Many large U.S. tech companies routinely transfer private EU citizen’s data without sufficient protection from U.S. mass surveillance.
On Tuesday, in a case which has significant implication for many big companies, Ireland’s High Court stated it would ask EU’s top court to rule on the way in which internet companies, including Facebook, Apple and Google, transfer users’ data to the United States.
The development marks the latest attempt at questioning the way big tech firms routinely transfer data outside the 28-nation European Union without providing EU consumers sufficient protection from U.S. surveillance.
Data privacy has increasingly come under the spotlight after Edward Snowden, a former U.S. intelligence contractor unveiled the scope of the mass U.S. surveillance in 2013 which caused political outrage across the globe.
Irish High Court Judge Caroline Costello said she had decided to ask the European Court of Justice for a preliminary ruling in the case.
“European Union law guarantees a high level of protection to EU citizens … they are entitled to an equivalent high level of protection when their data is transferred outside of the European Economic Area,” she said.
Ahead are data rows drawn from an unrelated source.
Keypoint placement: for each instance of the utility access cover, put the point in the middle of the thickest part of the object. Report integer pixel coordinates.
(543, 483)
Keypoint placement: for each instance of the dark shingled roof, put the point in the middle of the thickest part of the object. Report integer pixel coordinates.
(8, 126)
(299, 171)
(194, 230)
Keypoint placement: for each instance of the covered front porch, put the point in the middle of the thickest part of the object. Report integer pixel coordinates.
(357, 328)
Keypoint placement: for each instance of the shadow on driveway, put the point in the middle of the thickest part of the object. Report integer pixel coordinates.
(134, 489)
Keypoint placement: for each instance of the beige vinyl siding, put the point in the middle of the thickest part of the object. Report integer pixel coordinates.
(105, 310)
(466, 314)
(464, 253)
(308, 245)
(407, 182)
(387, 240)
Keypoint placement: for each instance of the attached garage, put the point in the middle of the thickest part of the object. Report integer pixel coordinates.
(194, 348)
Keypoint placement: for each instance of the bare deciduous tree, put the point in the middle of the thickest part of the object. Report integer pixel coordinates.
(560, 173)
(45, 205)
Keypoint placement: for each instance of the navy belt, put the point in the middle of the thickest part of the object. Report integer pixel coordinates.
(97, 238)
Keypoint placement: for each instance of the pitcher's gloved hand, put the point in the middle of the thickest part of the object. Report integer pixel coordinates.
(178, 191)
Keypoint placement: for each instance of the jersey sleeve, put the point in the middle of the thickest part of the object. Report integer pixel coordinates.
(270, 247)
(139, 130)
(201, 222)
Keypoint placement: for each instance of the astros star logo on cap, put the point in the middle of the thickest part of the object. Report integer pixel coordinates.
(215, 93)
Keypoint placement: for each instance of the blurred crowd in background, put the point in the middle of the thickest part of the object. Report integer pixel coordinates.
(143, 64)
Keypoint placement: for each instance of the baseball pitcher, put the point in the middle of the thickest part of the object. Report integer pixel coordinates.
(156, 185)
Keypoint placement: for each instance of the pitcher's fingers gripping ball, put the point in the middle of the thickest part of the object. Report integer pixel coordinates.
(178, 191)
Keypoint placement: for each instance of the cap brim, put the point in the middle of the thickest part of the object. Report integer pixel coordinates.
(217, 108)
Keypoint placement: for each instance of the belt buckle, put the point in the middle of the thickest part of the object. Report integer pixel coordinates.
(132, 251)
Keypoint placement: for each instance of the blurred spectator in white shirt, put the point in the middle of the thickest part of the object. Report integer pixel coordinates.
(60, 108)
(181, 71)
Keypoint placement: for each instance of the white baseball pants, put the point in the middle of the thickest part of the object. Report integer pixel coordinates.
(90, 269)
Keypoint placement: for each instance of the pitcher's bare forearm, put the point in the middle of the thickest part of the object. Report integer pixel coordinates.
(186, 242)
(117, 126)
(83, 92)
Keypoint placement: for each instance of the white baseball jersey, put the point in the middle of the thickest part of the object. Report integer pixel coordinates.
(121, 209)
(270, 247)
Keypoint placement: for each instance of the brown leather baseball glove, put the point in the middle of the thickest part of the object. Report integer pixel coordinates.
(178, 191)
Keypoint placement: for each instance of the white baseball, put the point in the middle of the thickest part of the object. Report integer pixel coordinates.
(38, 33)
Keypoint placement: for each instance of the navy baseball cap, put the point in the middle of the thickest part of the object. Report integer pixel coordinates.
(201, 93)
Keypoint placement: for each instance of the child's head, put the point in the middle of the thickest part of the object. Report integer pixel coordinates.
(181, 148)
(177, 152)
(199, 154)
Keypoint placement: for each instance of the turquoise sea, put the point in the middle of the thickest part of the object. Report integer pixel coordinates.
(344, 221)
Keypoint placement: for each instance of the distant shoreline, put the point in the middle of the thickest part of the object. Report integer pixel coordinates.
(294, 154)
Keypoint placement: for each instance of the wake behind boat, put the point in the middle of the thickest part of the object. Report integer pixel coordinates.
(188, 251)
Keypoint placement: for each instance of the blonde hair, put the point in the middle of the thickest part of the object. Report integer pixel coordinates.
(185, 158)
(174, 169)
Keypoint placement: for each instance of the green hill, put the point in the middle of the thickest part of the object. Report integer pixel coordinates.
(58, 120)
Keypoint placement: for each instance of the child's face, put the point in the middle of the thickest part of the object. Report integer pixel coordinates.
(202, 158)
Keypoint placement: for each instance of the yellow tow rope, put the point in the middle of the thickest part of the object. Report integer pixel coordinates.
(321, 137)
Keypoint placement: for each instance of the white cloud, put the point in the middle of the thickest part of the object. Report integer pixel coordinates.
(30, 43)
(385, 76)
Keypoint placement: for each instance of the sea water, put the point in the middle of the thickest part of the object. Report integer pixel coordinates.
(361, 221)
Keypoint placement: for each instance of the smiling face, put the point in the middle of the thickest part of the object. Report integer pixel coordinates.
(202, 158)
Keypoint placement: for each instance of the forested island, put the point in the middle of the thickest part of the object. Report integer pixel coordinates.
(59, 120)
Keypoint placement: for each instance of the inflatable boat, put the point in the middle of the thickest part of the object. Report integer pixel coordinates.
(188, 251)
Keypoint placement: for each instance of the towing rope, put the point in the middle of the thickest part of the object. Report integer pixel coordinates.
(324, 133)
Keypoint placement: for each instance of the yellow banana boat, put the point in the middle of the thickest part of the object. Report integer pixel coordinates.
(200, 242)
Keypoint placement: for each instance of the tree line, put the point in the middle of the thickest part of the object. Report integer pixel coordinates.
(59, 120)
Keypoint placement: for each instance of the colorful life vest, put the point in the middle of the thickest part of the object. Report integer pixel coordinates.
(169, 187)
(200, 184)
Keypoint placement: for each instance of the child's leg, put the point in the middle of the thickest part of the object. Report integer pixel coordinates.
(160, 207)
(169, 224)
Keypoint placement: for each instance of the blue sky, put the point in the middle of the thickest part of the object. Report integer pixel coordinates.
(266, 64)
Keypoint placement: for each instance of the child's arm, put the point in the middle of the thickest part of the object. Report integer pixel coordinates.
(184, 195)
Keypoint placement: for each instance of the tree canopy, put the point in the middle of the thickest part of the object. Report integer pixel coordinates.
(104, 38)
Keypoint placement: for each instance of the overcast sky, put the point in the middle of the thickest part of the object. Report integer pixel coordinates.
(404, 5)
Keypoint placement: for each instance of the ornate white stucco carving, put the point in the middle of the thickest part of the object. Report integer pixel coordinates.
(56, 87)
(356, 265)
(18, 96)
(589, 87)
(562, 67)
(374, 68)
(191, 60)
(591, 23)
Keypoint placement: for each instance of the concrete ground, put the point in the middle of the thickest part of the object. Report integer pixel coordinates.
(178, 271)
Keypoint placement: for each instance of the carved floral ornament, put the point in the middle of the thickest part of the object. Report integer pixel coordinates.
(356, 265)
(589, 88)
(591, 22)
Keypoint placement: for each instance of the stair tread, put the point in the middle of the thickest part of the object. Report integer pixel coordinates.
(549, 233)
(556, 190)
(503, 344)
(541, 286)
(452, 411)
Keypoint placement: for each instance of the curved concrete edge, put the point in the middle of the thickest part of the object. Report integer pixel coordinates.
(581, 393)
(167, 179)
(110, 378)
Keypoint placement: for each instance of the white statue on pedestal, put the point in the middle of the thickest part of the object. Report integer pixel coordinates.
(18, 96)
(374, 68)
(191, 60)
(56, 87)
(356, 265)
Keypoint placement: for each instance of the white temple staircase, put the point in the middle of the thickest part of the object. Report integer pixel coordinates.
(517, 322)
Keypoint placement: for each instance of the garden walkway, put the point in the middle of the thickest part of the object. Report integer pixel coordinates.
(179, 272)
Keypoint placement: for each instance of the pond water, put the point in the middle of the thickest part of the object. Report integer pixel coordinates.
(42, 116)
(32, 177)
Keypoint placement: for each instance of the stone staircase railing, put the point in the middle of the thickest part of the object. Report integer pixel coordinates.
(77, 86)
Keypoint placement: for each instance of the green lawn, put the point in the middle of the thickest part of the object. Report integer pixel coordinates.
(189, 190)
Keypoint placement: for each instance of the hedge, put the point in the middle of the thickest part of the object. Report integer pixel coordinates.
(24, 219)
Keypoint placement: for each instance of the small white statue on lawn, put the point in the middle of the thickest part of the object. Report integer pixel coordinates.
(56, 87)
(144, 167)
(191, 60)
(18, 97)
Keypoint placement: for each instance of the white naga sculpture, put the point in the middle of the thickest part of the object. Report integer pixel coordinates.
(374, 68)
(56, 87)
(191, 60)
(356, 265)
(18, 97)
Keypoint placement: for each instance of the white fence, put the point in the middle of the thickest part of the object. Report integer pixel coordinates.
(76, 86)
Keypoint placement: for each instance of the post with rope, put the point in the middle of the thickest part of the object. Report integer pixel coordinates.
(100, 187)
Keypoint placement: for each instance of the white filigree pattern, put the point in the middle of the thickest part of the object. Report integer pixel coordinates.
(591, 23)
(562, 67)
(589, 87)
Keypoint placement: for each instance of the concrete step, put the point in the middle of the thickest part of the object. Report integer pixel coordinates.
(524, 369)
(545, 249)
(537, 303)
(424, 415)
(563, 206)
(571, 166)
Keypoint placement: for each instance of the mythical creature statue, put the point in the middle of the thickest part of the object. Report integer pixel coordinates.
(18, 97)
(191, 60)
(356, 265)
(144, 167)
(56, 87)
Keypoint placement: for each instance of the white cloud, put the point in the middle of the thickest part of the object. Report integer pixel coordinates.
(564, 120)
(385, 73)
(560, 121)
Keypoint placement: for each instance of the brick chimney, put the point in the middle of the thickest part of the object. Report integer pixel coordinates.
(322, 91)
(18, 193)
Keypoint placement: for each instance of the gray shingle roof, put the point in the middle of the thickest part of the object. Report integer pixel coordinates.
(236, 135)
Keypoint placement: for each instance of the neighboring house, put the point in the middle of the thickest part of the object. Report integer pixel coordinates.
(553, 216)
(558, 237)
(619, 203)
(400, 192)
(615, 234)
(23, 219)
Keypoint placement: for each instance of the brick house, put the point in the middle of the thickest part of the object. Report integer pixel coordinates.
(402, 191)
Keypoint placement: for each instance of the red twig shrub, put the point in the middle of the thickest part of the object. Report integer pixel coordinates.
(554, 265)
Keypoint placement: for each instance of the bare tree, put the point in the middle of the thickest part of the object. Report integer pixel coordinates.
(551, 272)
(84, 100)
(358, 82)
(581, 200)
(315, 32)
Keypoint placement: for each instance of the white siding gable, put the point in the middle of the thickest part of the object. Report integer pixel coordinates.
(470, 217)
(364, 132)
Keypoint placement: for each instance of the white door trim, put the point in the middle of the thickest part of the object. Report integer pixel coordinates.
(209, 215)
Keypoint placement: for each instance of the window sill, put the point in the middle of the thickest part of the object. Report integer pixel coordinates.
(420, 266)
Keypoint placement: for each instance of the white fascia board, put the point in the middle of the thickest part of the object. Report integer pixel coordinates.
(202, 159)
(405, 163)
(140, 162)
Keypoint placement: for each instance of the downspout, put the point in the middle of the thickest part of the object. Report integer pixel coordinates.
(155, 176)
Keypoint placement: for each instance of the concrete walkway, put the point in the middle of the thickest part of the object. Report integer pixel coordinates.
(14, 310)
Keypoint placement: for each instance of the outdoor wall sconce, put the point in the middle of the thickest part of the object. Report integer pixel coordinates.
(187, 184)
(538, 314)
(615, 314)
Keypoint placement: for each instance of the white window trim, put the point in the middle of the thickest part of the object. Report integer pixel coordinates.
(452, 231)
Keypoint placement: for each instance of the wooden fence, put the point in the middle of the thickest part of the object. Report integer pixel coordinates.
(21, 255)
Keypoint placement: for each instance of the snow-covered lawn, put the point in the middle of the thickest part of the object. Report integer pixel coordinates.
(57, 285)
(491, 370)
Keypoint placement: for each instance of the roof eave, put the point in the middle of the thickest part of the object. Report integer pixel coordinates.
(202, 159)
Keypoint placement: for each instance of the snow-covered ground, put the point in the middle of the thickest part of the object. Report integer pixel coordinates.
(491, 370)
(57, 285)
The Irish Data Protection Commissioner’s office became involved after Max Schrems, an Austrian law student and a privacy activist, made a complaint in Dublin regarding Facebook’s handling of his data in the United States.
According to the judge, the Irish Data Protection Commissioner “has raised well-founded concerns that there is an absence of an effective remedy in U.S. law compatible with the requirements of Article 47 of the Charter (of Fundamental Rights).”
Significantly, she added that the newly created U.S. ombudsperson which deals with Europeans’ complaints regarding U.S. surveillance did not eliminate those concerns.
As per the spokeswoman from Facebook, it was essential the EU court “considers the extensive evidence demonstrating the robust protections in place under Standard Contractual Clauses (SCCs) and U.S. law, before it makes any decision that may endanger the transfer of data across the Atlantic and around the globe.”
Facebook has previously maintained that the case could potentially lead to a breakdown in transatlantic data transfers that could knock EU economic output by up to 1.3%.
The European Court of Justice (ECJ) had earlier ruled against the common legal arrangements that are routinely used by thousands of firms to transfer personal data outside the EU thus causing a serious headache for companies.
Millions such transfers happen routinely every day and include credit card transactions, hotel bookings or moving employee data between countries.
“I hope we will get a decision that ends this ping-pong and stops kicking the can down the road,” said Schrems, speaking to reporters outside the Irish court.
He went on to add, he does not expect the standard contractual clauses to be banned by EU’s top court.
According to Linklaters, a law firm, it believes the ECJ was unlikely to halt transatlantic data transfers; it expects the ECJ’s ruling to lead to additional safeguards, which are likely to come at additional costs.
“This decision will be closely watched by many businesses as it could have significant implications for their ability to transfer personal data internationally,” said Richard Cumbley, partner in Linklaters’ technology group.